As Bird struggles to understand the death of his beloved grandfather and his older brother’s drug addiction, he escapes into his art. Drawing is an outlet for Bird’s emotions and imagination, and provides a path to making sense of his world. In time, with the help of his grandfather’s friend, Bird finds his own special somethin’ and wings to fly.” [J ELLIOTT]
Each Little Bird That Sings by Deborah Wiley
“Comfort Snowberger is well acquainted with death since her family runs the funeral parlor in their small southern town, but even so the ten-year-old is unprepared for the series of heart-wrenching events that begins on the first day of Easter vacation with the sudden death of her beloved great-uncle Edisto.” [J WILES]

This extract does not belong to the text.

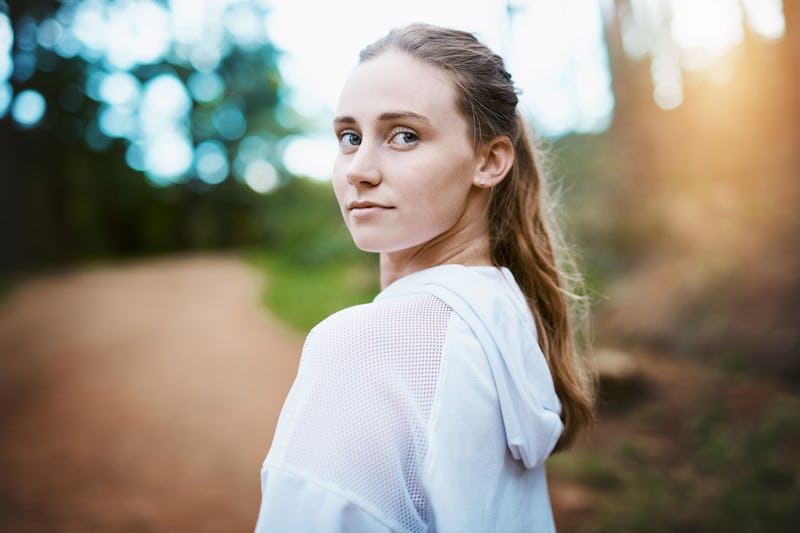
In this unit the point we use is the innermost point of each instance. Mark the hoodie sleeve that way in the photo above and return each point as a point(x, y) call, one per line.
point(352, 437)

Red Moon at Sharpsburg by Rosemary Wells
“One word describes 13-year-old India Moody: perseverance. She has heard of a college in Ohio that accepts women and is determined to go there, an unthinkable dream for a girl in 1862. She is tutored by her neighbor, Emory Trimble, an eccentric scientist who teaches her about biology and chemistry. When her father, an ambulance wagon driver for the Confederate Army, is missing in action, she sets off to find him, ending up in the middle of the Battle of Antietam, one of the bloodiest of the war. She faces danger as the Union Army advances toward her home in Virginia’s Shenandoah Valley and sees soldiers leave her town and not return. She witnesses Micah and Ester, slaves and friends of the Trimbles, harbor an injured Yankee soldier, putting their own lives in danger. Wells has created a sense of what the North and the South endured during the Civil War by interweaving stories from both sides, and gives a horrifying picture of medical practices and superstitions of the times. This powerful novel is unflinching in its depiction of war and the devastation it causes, yet shows the resilience and hope that can follow such a tragedy.” [J WELLS]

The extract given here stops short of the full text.